If you ride them hard then fair enough .............................. Your choice but I have 10 bikes that have 90,000 miles on them just using Dino Oil
 
umm

Im not so sure about this signs of degradation when changing FD oil, unless its having it analysed by a LAB to establish exactly what the particles are it mostly guess work,

Sure you can say theres particles of metal on the speedo sensor so its the bearings failing, but its also wear and tear, same with black oil along with seal wear.

In 105k and changing the FD oil at sometimes very regular sometimes not so regular its always come out more or the less the same, black and contaminated.

Not saying im right but thats my experience, I did pull the FD apart at 65k and the small pinion bearing was ready to go I reckon, I rebuilt it,easy enough, made the jigs etc, lots of heating and cooling of various bearings, for what it costs in parts Ill get mikeyboy to do it next time.
 
I changed my FD oil at about 35K miles shortly after I bought the bike. the old stiff was smelly and dirty. Both times I used 220ml with no problems and both times the oil was not smelly. The wheel bearing failed at 50K so I sent the FD to Mikeyboy for a full rebuild. He said all of the bearings were "ready".

So did my "overfilling" ruin the FD bearings or was it previously under filled or even forgotten before I bought the bike?
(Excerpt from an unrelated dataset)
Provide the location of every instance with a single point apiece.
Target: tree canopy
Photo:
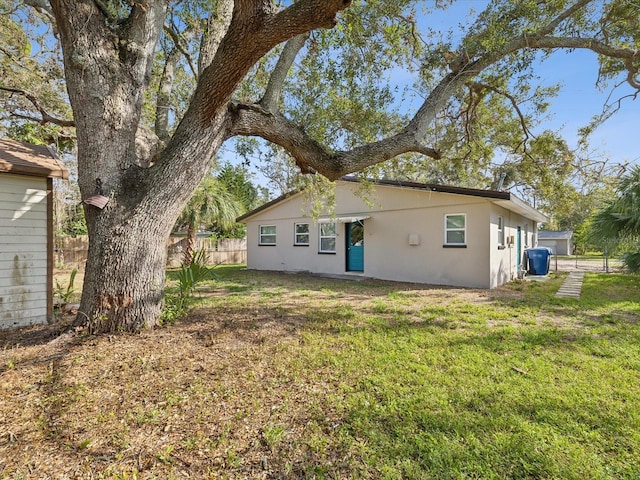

I do regret not using the old method to change the oil - tipping the FD back on it's Paravlever Trunnion bearing to drain out of the filling hole. This recirculates grease in the Paravlever bearing helping the needle rollers to last longer. Mine were totally shot costing me another wedge on top of what Mikey needed to rebuild the FD.
 
Im not so sure about this signs of degradation when changing FD oil, unless its having it analysed by a LAB to establish exactly what the particles are it mostly guess work,

Sure you can say theres particles of metal on the speedo sensor so its the bearings failing, but its also wear and tear, same with black oil along with seal wear.

In 105k and changing the FD oil at sometimes very regular sometimes not so regular its always come out more or the less the same, black and contaminated.

Not saying im right but thats my experience, I did pull the FD apart at 65k and the small pinion bearing was ready to go I reckon, I rebuilt it,easy enough, made the jigs etc, lots of heating and cooling of various bearings, for what it costs in parts Ill get mikeyboy to do it next time.

I was really referring to signs of metal on the speedo drive which is magnetic. Any particles would probably mean the bearing is breaking up.